Research shows that California’s rainy season, which currently runs from December to March, will shorten to an intense two-month season. The state’s weather patterns will become feast-or-famine—the storm seasons will be stormier and the dry seasons even drier, experts have said.
That’s because the Earth is warming. As humans burn fossil fuels, the amount of carbon dioxide in the atmosphere increases. It’s like sleeping with an extra blanket on the bed—you get hot, Daniels says.
“That’s kind of what’s happening on Earth. We’re putting extra blankets on the Earth. And that has to cause the planet to warm up, because more energy is being kept inside the Earth than is leaving the Earth, so there’s an imbalance,” he says.
As the planet warms, more water in the atmosphere evaporates into steam, like a kettle on a flame.
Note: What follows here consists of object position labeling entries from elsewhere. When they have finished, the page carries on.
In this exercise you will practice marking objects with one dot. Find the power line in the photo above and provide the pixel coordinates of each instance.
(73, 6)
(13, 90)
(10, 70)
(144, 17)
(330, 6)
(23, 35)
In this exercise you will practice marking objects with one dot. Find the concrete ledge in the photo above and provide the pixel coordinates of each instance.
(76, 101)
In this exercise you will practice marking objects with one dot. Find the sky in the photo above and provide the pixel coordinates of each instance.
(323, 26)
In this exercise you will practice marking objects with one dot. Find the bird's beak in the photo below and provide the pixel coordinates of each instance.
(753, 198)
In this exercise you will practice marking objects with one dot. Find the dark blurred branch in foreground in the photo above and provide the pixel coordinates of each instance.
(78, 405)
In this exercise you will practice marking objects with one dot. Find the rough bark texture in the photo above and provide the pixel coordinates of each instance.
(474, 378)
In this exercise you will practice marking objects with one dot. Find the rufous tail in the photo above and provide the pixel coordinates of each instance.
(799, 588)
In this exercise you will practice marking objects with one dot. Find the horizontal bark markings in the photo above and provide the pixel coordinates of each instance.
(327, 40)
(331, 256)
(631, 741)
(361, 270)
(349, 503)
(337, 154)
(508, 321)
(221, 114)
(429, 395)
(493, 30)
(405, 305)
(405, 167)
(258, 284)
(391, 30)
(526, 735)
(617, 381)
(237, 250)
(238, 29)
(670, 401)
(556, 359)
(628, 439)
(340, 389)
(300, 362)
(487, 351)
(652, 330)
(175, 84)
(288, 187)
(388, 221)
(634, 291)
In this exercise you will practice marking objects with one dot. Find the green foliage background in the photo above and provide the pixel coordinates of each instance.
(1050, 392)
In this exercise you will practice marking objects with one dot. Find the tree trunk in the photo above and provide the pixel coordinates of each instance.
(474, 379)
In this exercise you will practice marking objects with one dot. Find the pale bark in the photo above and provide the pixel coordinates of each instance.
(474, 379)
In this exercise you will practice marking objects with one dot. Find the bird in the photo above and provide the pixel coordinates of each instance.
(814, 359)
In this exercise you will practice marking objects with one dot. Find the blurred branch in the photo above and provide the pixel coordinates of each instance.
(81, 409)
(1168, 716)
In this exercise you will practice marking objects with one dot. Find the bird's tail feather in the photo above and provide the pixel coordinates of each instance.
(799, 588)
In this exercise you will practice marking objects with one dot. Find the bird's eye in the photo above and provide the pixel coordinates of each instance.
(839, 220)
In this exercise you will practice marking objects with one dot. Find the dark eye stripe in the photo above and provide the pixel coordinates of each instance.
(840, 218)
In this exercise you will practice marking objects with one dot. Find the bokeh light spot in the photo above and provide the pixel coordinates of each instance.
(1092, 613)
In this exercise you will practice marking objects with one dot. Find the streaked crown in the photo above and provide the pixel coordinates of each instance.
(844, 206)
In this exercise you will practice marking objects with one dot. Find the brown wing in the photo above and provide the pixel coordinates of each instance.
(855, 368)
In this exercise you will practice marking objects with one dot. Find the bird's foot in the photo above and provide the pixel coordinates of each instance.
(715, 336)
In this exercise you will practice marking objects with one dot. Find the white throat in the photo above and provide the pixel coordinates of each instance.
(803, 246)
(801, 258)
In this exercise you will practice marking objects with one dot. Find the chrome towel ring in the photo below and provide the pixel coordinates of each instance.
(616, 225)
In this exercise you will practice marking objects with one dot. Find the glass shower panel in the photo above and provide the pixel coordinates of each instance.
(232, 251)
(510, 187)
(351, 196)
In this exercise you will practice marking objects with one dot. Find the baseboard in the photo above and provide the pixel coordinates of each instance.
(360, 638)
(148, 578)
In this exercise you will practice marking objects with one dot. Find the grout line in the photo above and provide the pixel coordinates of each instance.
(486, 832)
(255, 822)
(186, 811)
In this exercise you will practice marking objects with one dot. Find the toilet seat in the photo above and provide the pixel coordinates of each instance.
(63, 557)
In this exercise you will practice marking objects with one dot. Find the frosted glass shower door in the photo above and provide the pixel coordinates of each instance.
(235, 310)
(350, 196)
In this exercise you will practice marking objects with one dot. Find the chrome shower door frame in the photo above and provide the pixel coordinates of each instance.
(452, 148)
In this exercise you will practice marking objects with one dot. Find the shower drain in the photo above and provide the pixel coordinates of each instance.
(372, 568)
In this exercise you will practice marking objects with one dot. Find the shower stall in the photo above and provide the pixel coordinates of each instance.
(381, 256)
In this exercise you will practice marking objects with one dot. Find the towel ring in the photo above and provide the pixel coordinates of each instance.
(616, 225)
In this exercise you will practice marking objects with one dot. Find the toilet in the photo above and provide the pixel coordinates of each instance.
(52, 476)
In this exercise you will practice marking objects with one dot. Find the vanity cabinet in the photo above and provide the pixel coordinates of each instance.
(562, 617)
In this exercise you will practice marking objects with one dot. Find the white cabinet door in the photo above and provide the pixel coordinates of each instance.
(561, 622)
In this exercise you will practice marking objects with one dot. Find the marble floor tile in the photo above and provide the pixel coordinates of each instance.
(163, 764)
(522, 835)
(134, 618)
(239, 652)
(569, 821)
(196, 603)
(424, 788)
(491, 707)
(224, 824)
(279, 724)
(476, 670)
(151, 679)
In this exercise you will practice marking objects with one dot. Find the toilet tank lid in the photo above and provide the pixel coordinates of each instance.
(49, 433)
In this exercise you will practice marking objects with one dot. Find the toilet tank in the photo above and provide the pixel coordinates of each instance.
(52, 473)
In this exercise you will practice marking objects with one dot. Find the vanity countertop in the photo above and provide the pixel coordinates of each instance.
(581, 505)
That makes rain less likely.
Back to the atmospheric box analogy: “In the future, the box gets bigger. Often you don’t get enough water in the box to get rain,” Daniels says. “When you have rain, the box is now bigger, so that rain is more intense.”
Water Supply at Risk
The crux of why this matters, says Daniels, is that California’s groundwater—the water-bearing soil and rock from which wells draw—will not recharge like it once did. The ground can only soak in a certain amount. So when the storms hit harder in a shorter amount of time, more rainwater will run off and be lost, says Daniels.
He wants to sound the alarm that everyone in California needs to figure out how to make a sustainable water supply, and climate change needs to be factored into the solution. Since last year, he’s given dozens of talks to national groundwater associations, local water agencies and nonprofits.
One study that Daniels refers to in his talks shows that the Southwest, including California, has a more than 80 percent chance of experiencing a 35-year megadrought by the century’s end.
“California is a big agricultural state. What will happen if we get 30-year droughts? We’re going to have to make big changes if we’re going to survive this thing, and if our descendants are going to survive this thing,” Daniels says.
The water business must adjust, he says.
“A lot of the people who are working in the field don’t really understand this connection. They kind of know that climate probably impacts the water, but they don’t know the details. They don’t know the numbers behind it,” Daniels says.
Daniels, who wrote his dissertation on California’s rainfall records, says the state’s weather patterns began to come off the tracks around the year 2000. Between 1900 and 2000, only 30 years were considered “dry years.” But now, out of the past 15 years, 11 years have been dry. That’s a huge increase, Daniels says.
“It’s almost like someone snapped their fingers and the world started working differently. There’s a lot of research going on exactly to that effect—it’s called Arctic amplification. Basically, as the Arctic warms up, the temperature difference between where we are and the North Pole is less, and it’s that difference that drives the jet streams,” says Daniels.
“And if the jet stream is driven less energetically, the jet stream slows down. Just like a river, it meanders more, and it may tend to get stuck in a particular pattern.”
Daniels stresses the need to understand the problem.
“There are all these surprising things that are happening out there, and most of them aren’t good,” he says. “We need to start thinking about how we deal with it.”